Do I need a multi-core CPU to take advantage of the Python multiprocessing module? Also, can someone tell me how it works under the hood?
1 Answer
multiprocessing asks the OS to launch one or more new processes, running the same version of Python and the same version of your script. It can also set up pipes or other ways of sharing data directly between them.
It usually works like magic; when you peek under the hood, sometimes it looks like sausage being made, but you can usually understand the sausage grinders. The multiprocessing docs do a great job explaining things further (they're long, but then there's a lot to explain). And if you need even more under-the-hood knowledge, the docs link to the source, which is pretty readable Python code. If you have a specific question after reading, come back to SO and ask a specific question.
Meanwhile, you can get some of the benefits of multiprocessing without multiple cores.
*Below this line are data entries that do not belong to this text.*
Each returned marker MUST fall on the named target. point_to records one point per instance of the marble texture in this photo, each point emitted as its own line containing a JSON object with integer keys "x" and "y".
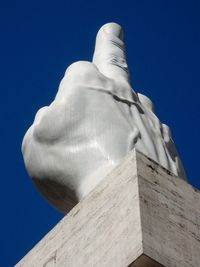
{"x": 95, "y": 119}
{"x": 139, "y": 215}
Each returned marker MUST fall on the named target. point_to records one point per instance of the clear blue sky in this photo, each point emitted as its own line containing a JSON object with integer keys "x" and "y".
{"x": 39, "y": 39}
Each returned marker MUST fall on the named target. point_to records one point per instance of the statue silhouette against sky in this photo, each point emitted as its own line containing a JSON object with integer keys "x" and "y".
{"x": 94, "y": 121}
The main benefit—the reason the module was designed—is parallelism for speed. And obviously, without 4 cores, you aren't going to cut your time down to 25%. But sometimes, you actually can get a bit of speedup even with a single core, especially if that core has "hyperthreading" or similar technologies. I've seen times come down to 80%, or even 60%. More commonly, they'll go up to 108% instead (because you did get a small benefit from hyperthreading, but the overhead cost was higher than the gain). But try it with your code and see.
Meanwhile, you get all of the side benefits:
- Concurrency: You can run multiple tasks at once without them blocking each other. Of course threads,
asyncio, and other techniques can do this too. - Isolation: You can run multiple tasks at once without the risk of one of them changing data that another one wasn't expecting to change.
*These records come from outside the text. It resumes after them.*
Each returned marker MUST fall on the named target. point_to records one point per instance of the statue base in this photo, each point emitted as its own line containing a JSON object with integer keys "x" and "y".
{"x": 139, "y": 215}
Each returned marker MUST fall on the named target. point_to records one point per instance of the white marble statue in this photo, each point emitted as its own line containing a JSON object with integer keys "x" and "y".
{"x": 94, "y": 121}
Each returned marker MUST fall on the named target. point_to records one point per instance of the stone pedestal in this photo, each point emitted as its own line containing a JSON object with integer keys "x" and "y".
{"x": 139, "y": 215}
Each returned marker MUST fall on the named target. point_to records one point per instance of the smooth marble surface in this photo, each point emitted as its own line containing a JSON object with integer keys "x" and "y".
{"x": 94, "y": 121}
- Crash protection: If a child task segfaults, only that task is affected. (Well, you still have to be careful of any side-effects—if it crashed in the middle of writing a file that another tasks expects to be in a consistent shape, you're still in trouble.)
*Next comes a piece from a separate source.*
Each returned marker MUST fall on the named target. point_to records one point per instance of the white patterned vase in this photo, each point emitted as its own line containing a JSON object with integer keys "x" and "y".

You can also use the multiprocessing module without multiple processes. Sometimes you just want the higher-level API of the module, but you want to use it with threads; multiprocessing.dummy does that. And you can switch back and forth in a couple lines of code to test it both ways. Or you can use the higher-level concurrent.futures.ProcessPoolExecutor wrapper, if its model fits what you want to do. Besides often being simpler, it lets you switch between threads and processes by just changing one word in one line.
Also, redesigning your program around multiprocessing takes you a step closer to further redesigning it as a distributed system that runs on multiple separate machines. It forces you to deal with questions like how your tasks communicate without being able to share everything, without forcing you to deal with further questions like how they communicate without reliable connections.